We can envision specific manifestations of this human capital: predictive analysts who anticipate AGI-driven market movements; experiential consultants who help AGI systems understand nuanced human reactions. These roles wouldn't require competing with AGI capabilities but rather complementing them through uniquely human faculties—creating bridges between algorithmic efficiency and human meaning-making.
Even amid algorithmic supremacy, humanity would not surrender to passivity. The burden of existential responsibility remains uniquely human. The distinctly human trait of strategic foresight—our capacity for self-conscious reflection—will itself accrue immense value. AGI-driven decisions, though efficient and rational by standards we cannot yet foresee, will nevertheless operate within parameters influenced by human preferences, biases, and objectives. Those capable of intuitively navigating and predicting the nuanced choices of AI systems will become custodians of significant new capital.
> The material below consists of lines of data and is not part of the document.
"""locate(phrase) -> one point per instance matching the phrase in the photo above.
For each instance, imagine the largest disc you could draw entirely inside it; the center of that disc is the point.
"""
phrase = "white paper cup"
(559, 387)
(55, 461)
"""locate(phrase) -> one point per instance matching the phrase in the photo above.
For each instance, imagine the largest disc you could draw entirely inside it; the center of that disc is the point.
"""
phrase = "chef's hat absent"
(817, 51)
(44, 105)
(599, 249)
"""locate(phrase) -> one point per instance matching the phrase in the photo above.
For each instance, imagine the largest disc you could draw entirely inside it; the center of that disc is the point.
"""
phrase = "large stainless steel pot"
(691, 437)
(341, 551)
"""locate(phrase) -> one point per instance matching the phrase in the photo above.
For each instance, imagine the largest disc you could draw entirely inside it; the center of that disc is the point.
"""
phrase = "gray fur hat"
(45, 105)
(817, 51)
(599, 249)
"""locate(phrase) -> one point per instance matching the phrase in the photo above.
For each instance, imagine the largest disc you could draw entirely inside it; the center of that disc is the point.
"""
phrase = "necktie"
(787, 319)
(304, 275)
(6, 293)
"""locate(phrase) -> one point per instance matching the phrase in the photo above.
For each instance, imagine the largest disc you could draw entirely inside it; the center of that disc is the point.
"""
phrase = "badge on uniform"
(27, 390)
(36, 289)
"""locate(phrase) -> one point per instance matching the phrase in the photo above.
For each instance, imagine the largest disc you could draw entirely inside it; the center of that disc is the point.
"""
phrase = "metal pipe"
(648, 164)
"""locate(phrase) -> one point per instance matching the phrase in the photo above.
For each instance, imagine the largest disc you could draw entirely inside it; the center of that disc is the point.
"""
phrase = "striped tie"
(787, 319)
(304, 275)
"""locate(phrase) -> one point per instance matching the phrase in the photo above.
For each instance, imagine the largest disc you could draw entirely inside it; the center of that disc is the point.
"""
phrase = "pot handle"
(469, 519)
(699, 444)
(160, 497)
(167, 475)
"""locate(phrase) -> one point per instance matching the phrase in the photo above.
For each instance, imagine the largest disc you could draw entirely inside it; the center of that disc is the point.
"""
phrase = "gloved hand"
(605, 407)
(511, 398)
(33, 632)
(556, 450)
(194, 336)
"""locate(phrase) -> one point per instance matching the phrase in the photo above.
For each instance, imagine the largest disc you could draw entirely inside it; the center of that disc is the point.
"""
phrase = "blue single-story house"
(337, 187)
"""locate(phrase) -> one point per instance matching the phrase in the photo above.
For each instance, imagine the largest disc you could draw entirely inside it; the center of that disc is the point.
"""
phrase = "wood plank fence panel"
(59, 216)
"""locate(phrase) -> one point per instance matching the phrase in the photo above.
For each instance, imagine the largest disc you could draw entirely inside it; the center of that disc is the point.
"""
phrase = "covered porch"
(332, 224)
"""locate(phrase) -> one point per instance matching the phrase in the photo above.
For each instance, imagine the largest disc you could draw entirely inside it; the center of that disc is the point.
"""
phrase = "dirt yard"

Thus, AGI, rather than marking the terminus of human opportunity, will inaugurate a transformative epoch where humanity redefines capital in its own image. Simone de Beauvoir's ethics of ambiguity suggests that humanity finds purpose precisely in the tension between facticity and transcendence—between our limitations and our possibilities. Even amidst profound inequality, we will not lose our capacity for reinvention; we will instead channel it into new arenas, establishing fresh frontiers of value where human consciousness itself becomes the ultimate currency.
We must imagine Sisyphus happy. The rock of labor may change form, but the essential human struggle to create meaning persists. In the age of AGI, our most profound challenge—and opportunity—lies not in competing with artificial intelligence, but in deepening our understanding of what it means to be irreducibly human.